Sunday, March 17, 2013
Def Meets Deaf Poetry Jam 5
You can click on the picture of the flyer above to see the details in bigger size.
The exciting and interactive show of Def Meets Deaf Poetry Jam 5 is coming up on March 30th at Lovin' Cup near Rochester Institute of Technology/National Technical Institute for the Deaf in Rochester, NY. It will be from 2:30 PM to 5:30 PM, free to the public. There will be hearing poets/performing artists that will read or perform their work vocally in English. There will also be deaf/hard of hearing poets/performing artists that will use American Sign Language (ASL). Those performers will take turns on stage through out the show. The interpreters will help the hearing audience who don't read ASL by voicing the deaf/hard of hearing performers' work. They will also help deaf/hard of hearing audience who can't hear the spoken words when hearing performers do their readings. The combination of the deaf world and hearing world is unique and rare, henceforth, this 5th year interactions between hearing world and deaf world becomes once a lifetime true world. There will be all kinds of performances such as spoken words poetry, electronic music with poetry in translation into ASL, group interactive performances, songs translated into ASL, ASL storytelling, and a few more. The diversity of performance styles will give the show a rich taste of what can be seen as creative and experimental.
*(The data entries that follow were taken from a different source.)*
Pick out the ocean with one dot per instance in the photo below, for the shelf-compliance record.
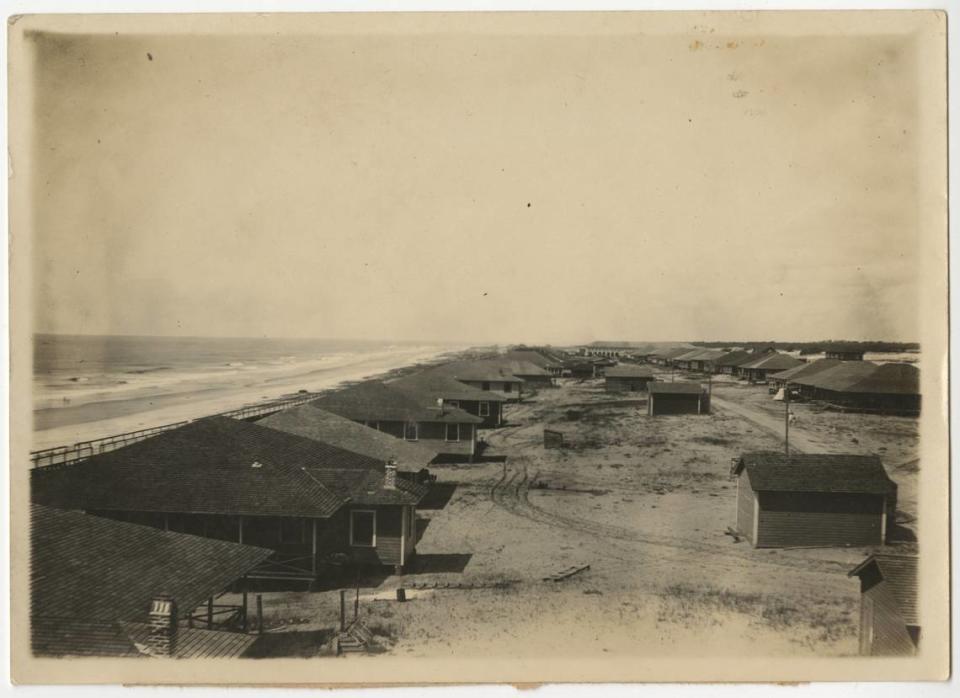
(110, 384)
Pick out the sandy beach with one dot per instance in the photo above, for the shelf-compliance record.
(207, 396)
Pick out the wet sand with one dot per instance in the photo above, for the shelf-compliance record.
(68, 425)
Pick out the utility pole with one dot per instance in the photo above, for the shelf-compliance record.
(786, 419)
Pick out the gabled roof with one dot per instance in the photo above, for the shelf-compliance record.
(367, 486)
(680, 387)
(839, 377)
(900, 572)
(773, 362)
(313, 423)
(197, 643)
(87, 568)
(482, 370)
(889, 379)
(815, 472)
(806, 370)
(215, 465)
(376, 401)
(671, 353)
(629, 371)
(733, 358)
(532, 356)
(431, 385)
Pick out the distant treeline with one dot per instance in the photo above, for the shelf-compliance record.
(820, 346)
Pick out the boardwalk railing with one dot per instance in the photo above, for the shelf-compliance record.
(80, 451)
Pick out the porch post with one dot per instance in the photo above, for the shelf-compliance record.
(314, 547)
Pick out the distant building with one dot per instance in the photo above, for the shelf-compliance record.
(792, 375)
(813, 499)
(326, 427)
(433, 385)
(889, 622)
(844, 352)
(627, 378)
(489, 375)
(540, 357)
(729, 361)
(767, 364)
(104, 588)
(676, 398)
(449, 430)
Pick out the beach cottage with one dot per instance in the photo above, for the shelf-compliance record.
(813, 499)
(889, 621)
(433, 386)
(104, 588)
(627, 378)
(676, 398)
(309, 502)
(393, 410)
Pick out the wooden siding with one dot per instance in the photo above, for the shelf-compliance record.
(433, 434)
(627, 385)
(473, 407)
(882, 628)
(745, 508)
(813, 519)
(678, 403)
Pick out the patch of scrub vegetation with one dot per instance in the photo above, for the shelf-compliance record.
(818, 621)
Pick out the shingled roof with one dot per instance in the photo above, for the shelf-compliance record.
(431, 385)
(680, 387)
(900, 572)
(733, 358)
(87, 573)
(815, 472)
(314, 423)
(482, 370)
(773, 362)
(838, 377)
(533, 356)
(889, 379)
(629, 371)
(376, 401)
(806, 370)
(215, 465)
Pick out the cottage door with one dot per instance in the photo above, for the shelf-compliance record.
(866, 625)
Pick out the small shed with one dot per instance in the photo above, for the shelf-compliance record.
(813, 499)
(889, 622)
(676, 398)
(627, 378)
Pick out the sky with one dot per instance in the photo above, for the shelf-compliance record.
(477, 187)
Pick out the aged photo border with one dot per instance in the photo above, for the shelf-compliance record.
(934, 423)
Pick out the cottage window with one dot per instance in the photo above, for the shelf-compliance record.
(292, 530)
(363, 528)
(453, 432)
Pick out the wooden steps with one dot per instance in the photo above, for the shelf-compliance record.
(566, 573)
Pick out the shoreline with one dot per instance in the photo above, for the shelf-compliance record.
(159, 410)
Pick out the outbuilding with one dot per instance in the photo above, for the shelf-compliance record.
(676, 398)
(813, 499)
(889, 623)
(628, 378)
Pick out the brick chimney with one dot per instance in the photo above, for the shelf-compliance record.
(390, 475)
(162, 640)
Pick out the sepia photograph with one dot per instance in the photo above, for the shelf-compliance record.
(414, 348)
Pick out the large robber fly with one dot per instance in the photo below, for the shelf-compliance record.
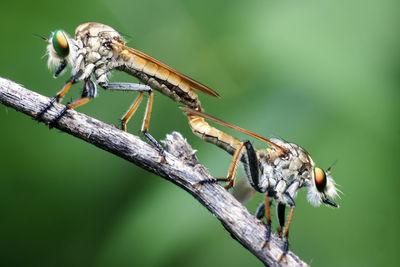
(278, 172)
(95, 52)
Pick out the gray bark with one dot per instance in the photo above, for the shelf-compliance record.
(182, 168)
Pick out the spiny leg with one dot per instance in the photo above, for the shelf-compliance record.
(145, 127)
(285, 248)
(60, 94)
(280, 210)
(231, 173)
(88, 93)
(139, 88)
(131, 111)
(268, 219)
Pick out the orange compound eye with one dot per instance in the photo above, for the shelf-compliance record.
(320, 179)
(60, 43)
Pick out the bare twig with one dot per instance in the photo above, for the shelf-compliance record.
(182, 168)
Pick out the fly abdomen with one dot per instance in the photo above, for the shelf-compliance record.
(159, 78)
(212, 135)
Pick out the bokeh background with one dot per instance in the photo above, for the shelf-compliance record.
(322, 74)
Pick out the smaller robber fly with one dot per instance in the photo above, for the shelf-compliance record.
(95, 52)
(278, 172)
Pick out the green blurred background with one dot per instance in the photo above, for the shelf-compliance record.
(322, 74)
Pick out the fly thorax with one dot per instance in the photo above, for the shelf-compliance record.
(288, 172)
(96, 54)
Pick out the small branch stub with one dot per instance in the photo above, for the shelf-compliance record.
(182, 168)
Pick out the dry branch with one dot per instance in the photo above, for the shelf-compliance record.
(182, 168)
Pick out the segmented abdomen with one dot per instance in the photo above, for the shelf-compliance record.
(212, 135)
(158, 78)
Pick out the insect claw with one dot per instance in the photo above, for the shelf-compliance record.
(197, 186)
(265, 244)
(282, 256)
(162, 160)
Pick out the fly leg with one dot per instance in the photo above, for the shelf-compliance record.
(89, 91)
(141, 89)
(285, 235)
(145, 127)
(60, 94)
(264, 210)
(280, 210)
(230, 178)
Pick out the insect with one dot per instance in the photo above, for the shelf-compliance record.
(95, 52)
(278, 171)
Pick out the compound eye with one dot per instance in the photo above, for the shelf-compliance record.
(320, 179)
(60, 43)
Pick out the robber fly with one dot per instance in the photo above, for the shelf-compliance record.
(95, 52)
(278, 171)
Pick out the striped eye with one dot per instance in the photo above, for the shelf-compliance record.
(320, 179)
(60, 43)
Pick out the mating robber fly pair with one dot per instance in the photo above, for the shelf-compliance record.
(278, 171)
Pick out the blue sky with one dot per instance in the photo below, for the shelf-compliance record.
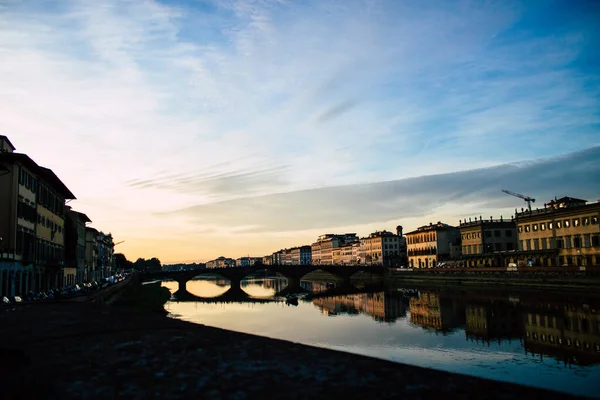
(151, 111)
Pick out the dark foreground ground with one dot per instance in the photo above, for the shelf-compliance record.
(80, 350)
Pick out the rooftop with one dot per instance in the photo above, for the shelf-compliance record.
(439, 226)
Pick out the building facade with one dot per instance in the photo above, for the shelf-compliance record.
(381, 248)
(322, 251)
(564, 232)
(32, 222)
(432, 244)
(75, 240)
(487, 243)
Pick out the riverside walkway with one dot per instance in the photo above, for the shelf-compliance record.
(85, 350)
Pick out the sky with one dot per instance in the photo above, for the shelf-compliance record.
(194, 129)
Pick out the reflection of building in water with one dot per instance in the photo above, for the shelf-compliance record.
(429, 310)
(571, 335)
(381, 306)
(276, 284)
(314, 286)
(492, 321)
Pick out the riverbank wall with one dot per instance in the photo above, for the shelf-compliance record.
(552, 280)
(88, 350)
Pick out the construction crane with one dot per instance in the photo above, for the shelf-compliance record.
(528, 199)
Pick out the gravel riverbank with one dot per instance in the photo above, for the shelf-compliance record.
(80, 350)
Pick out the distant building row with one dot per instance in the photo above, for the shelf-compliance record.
(43, 242)
(564, 232)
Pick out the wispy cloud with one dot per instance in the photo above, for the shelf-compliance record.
(473, 191)
(147, 106)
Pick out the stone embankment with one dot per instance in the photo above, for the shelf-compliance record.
(131, 350)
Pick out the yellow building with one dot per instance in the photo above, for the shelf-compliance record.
(32, 213)
(564, 232)
(432, 244)
(487, 242)
(382, 248)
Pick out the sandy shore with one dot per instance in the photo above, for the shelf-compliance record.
(81, 350)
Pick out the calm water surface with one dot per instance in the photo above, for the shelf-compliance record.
(539, 340)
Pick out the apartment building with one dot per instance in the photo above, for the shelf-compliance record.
(323, 249)
(75, 240)
(564, 232)
(300, 255)
(32, 212)
(91, 254)
(381, 248)
(247, 261)
(221, 262)
(487, 242)
(431, 244)
(347, 254)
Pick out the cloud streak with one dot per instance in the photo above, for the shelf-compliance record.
(350, 205)
(142, 107)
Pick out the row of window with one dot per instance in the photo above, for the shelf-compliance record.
(31, 248)
(48, 223)
(45, 196)
(487, 248)
(566, 223)
(566, 242)
(26, 211)
(27, 180)
(488, 234)
(421, 238)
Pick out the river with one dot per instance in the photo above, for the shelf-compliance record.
(532, 338)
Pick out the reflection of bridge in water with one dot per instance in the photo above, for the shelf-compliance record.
(237, 295)
(293, 274)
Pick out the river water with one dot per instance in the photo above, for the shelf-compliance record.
(534, 338)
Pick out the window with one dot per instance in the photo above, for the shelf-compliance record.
(586, 221)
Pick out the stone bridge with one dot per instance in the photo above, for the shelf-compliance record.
(293, 274)
(240, 296)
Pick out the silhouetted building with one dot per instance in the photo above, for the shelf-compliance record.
(32, 222)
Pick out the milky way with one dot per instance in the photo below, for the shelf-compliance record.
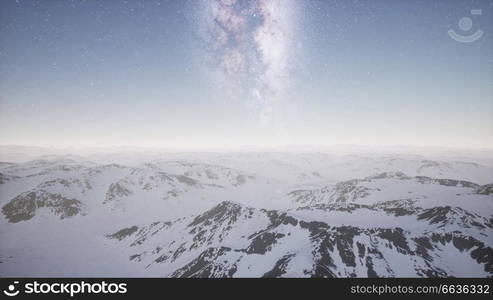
(249, 47)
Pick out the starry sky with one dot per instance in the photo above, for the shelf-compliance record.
(227, 73)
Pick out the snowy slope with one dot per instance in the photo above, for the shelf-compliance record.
(247, 214)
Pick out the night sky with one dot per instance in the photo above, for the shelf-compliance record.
(227, 73)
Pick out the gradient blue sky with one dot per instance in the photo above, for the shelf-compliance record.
(229, 73)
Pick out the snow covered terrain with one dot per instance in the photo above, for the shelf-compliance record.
(246, 214)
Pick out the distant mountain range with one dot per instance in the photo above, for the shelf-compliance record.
(246, 214)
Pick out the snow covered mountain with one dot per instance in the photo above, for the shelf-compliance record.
(250, 214)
John Roche, RIT professor, and I (Eddie Swayze) have been collaborating this since 2009 and it's now our 5th year of doing this. This event was jammed with good numbers in the crowd last year, which grew in numbers since the beginning.
RIT students poetry group called Poetry Slam will do their performance. Two Signature (RIT's annual poetry magazine) winners will read their work. Dangerous Signs will perform their interactive skits of ASL poetry. Four well-respected hearing poets will do their work and 6 great deaf/hard of hearing individuals will present their work in ASL. Lastly, audience participation will be encouraged on the stage to try out ASL performance techniques such as hand shapes and so forth.
Importantly, DEAAF (Deaf Education of the Arts for African Families) will be there to display their brochures, flyers, donations, and other information at the table during the show. They are a non-for profit organization that supports deaf/hard of hearing African children in Africa get the education that they need.